The Environmental Protection Agency made two announcements in the past week that will affect stormwater permitting.
Last Thursday, Administrator Lisa Jackson announced the agency’s Clean Water Act Enforcement Action Plan, which was drafted based on ideas EPA has solicited from the public. EPA acknowledges that even though large point sources of pollution have been quite successfully brought under control, the problems of nonpoint-source pollution and uneven enforcement are still threatening water quality. The plan proposes to target enforcement toward smaller sources of pollution such as animal feeding operations and nonpoint sources such as stormwater runoff, as well as to “intensify vigorous civil and criminal enforcement against traditional end-of-pipe pollution.” It also proposes to make sure states enforce clean water laws more evenly, and to “improve transparency and accountability” so the public is better informed about where water-quality violations are occurring and what’s being done about it. The agency hopes to take better advantage of existing information technology to identify and track problems. You can read more about the plan here.

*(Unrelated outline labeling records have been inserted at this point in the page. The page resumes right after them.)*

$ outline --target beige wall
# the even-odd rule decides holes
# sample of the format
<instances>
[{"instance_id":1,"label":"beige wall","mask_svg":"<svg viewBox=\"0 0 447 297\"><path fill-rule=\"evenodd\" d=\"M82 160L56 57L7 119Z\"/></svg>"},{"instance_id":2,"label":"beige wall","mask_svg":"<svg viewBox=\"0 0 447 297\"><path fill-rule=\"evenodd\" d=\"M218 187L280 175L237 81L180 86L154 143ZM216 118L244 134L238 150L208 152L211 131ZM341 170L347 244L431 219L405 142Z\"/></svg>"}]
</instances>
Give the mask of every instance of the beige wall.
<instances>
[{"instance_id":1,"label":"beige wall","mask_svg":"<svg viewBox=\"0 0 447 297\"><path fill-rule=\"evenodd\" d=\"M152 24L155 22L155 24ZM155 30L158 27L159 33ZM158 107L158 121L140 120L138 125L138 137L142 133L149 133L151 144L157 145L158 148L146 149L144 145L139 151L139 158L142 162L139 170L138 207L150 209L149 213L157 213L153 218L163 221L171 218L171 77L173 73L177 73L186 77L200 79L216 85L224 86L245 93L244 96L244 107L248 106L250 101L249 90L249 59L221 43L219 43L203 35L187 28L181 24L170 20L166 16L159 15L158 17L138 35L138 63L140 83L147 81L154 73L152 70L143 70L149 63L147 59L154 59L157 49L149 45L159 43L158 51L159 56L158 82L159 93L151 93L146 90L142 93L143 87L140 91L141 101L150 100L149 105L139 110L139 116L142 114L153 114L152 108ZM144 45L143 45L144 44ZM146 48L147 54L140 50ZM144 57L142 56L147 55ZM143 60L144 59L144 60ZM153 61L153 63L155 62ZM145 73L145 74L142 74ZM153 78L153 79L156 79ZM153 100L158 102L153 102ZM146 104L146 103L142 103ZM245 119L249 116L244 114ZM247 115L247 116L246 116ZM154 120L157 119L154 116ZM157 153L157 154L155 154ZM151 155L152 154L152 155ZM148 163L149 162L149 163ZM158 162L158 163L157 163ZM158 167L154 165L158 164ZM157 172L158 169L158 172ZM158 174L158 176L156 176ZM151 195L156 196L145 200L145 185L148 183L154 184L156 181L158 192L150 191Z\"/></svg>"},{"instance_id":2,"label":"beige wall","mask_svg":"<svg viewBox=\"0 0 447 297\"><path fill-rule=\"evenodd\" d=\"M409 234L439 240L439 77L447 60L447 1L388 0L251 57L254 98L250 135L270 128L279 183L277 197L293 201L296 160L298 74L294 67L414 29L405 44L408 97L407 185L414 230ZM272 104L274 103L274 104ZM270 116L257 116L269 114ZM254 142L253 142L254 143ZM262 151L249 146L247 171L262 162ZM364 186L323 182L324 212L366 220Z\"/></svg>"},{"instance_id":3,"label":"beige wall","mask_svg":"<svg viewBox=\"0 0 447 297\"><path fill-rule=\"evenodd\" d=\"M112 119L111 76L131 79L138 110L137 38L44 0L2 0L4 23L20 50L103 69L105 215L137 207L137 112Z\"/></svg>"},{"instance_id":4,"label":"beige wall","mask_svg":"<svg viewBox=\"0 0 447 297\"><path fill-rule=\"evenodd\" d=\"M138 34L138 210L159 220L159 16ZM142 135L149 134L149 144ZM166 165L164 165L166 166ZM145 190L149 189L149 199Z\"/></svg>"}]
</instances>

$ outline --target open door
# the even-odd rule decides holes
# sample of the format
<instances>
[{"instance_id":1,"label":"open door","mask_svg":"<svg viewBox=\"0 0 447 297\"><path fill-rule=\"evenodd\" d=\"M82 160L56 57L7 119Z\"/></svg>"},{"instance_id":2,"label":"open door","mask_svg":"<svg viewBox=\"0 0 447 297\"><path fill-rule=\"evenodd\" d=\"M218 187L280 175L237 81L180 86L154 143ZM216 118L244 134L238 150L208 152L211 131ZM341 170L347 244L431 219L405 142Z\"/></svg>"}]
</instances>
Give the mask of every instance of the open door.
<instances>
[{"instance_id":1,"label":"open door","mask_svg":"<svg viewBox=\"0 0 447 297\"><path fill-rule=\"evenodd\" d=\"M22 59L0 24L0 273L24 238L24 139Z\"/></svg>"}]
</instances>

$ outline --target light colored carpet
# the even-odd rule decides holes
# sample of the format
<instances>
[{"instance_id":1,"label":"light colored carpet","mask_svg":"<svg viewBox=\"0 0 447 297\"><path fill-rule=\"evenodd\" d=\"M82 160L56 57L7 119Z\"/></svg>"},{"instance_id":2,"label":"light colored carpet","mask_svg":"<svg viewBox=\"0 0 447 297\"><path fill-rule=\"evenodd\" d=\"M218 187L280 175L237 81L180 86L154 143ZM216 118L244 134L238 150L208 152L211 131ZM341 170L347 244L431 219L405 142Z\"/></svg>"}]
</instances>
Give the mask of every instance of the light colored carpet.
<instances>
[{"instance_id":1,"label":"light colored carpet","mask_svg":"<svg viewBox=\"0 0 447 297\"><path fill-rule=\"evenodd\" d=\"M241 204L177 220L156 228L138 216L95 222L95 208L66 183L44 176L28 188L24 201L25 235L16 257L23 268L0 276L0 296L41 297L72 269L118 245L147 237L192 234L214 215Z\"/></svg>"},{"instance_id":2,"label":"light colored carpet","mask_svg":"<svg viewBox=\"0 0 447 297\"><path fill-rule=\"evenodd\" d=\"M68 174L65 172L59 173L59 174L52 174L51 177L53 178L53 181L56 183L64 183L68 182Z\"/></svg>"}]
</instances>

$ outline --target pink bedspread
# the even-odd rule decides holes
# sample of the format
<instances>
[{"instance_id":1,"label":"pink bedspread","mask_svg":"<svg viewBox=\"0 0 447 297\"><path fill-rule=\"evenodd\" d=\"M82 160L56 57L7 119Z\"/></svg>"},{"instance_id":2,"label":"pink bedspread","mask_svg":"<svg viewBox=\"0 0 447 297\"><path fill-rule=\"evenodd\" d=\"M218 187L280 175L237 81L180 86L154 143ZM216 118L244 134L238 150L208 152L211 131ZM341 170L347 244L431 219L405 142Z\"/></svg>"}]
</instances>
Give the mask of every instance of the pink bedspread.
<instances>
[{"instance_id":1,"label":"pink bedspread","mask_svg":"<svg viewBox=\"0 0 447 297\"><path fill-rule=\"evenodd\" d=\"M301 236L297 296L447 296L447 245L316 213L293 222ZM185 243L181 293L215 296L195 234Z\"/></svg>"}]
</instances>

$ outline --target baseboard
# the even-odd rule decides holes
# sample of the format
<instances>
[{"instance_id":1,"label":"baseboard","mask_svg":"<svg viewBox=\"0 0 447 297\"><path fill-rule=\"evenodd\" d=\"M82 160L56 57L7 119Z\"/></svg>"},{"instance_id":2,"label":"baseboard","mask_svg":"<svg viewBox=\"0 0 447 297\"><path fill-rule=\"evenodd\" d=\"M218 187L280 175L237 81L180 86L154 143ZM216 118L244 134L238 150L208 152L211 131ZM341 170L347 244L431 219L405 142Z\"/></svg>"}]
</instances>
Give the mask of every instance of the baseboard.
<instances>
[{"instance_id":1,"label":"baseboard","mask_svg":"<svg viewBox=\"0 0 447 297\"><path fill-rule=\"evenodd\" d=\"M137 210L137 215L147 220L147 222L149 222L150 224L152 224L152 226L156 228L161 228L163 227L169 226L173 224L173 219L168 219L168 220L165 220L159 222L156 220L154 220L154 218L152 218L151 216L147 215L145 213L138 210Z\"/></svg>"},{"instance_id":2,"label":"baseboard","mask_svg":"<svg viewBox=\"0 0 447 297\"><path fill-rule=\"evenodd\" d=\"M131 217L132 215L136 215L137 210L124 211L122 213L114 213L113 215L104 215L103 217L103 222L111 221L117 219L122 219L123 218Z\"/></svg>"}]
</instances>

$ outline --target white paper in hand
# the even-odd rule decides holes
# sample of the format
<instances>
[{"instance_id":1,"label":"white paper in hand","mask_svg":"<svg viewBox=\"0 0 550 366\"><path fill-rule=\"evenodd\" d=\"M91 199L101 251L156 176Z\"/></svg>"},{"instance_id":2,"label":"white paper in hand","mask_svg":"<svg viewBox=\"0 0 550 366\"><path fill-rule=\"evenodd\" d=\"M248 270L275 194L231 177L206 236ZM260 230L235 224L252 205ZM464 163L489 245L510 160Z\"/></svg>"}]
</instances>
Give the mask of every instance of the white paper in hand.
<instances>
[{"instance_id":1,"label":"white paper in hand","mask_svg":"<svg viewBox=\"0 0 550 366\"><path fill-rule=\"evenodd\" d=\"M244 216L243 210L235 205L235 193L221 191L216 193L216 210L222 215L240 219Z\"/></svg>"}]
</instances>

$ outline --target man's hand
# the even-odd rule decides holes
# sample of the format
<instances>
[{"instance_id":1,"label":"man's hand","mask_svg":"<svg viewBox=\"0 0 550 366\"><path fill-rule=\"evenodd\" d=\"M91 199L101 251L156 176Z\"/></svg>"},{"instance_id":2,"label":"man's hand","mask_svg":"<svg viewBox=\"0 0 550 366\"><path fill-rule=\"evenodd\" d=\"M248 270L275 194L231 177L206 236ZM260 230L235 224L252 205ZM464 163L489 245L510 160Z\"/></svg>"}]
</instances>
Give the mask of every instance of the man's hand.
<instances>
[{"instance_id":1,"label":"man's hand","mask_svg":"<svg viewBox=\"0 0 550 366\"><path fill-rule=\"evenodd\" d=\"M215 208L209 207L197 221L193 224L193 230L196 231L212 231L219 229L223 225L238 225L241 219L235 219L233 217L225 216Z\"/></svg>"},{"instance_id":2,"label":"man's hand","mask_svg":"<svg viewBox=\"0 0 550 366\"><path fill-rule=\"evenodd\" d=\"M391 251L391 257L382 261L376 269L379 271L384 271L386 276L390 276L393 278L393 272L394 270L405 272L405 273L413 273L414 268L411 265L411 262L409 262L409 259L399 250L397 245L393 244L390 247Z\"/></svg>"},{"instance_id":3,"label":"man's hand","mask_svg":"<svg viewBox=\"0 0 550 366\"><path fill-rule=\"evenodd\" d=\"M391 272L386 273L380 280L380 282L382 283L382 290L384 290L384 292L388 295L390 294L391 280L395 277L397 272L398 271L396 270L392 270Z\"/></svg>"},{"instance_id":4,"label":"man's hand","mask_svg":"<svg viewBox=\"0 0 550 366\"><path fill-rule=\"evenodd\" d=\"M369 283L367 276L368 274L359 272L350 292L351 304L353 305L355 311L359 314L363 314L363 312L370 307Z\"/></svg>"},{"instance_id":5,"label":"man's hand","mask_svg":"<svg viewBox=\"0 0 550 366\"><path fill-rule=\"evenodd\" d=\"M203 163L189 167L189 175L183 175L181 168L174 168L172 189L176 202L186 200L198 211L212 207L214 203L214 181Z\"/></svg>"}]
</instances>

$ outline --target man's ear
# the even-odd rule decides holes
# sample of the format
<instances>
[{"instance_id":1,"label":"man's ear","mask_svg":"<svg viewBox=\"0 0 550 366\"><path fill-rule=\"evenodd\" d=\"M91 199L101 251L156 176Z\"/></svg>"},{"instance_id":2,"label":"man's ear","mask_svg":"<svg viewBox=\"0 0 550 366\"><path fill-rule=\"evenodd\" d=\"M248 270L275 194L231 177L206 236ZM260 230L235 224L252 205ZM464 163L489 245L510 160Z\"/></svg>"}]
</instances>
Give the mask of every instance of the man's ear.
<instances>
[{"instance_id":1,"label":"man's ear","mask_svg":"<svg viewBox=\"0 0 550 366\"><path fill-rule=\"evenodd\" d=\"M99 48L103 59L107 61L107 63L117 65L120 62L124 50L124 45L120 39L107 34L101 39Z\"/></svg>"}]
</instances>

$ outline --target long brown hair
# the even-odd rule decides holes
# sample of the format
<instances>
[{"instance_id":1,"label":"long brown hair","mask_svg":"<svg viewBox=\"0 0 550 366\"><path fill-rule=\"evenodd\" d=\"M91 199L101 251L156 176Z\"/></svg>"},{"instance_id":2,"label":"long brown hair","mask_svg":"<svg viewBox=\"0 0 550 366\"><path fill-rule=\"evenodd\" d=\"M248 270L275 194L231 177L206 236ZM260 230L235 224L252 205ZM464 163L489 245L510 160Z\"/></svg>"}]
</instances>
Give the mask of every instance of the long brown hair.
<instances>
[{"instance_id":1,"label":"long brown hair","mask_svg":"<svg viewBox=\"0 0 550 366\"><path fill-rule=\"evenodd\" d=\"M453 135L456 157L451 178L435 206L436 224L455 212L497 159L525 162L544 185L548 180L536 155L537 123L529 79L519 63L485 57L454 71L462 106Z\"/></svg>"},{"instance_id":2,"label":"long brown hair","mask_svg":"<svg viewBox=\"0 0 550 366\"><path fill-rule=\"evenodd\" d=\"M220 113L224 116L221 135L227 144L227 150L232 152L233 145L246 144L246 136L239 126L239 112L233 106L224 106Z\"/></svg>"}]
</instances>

EPA also announced this morning that it is seeking public comment on its proposal to extend the 2008 stormwater construction general permit by one year. The permit applies in states where EPA rather than the state is the permitting authority (Alaska, Idaho, Massachusetts, New Hampshire, and New Mexico), as well as in Washington, DC, and in many territories and Indian lands. EPA wants the extension to allow time to integrate the new construction-site effluent limitation guidelines—the final version of which is due out in December—into the new permit. More information on the general permit and on the effluent limitation guidelines are available on EPA’s web site.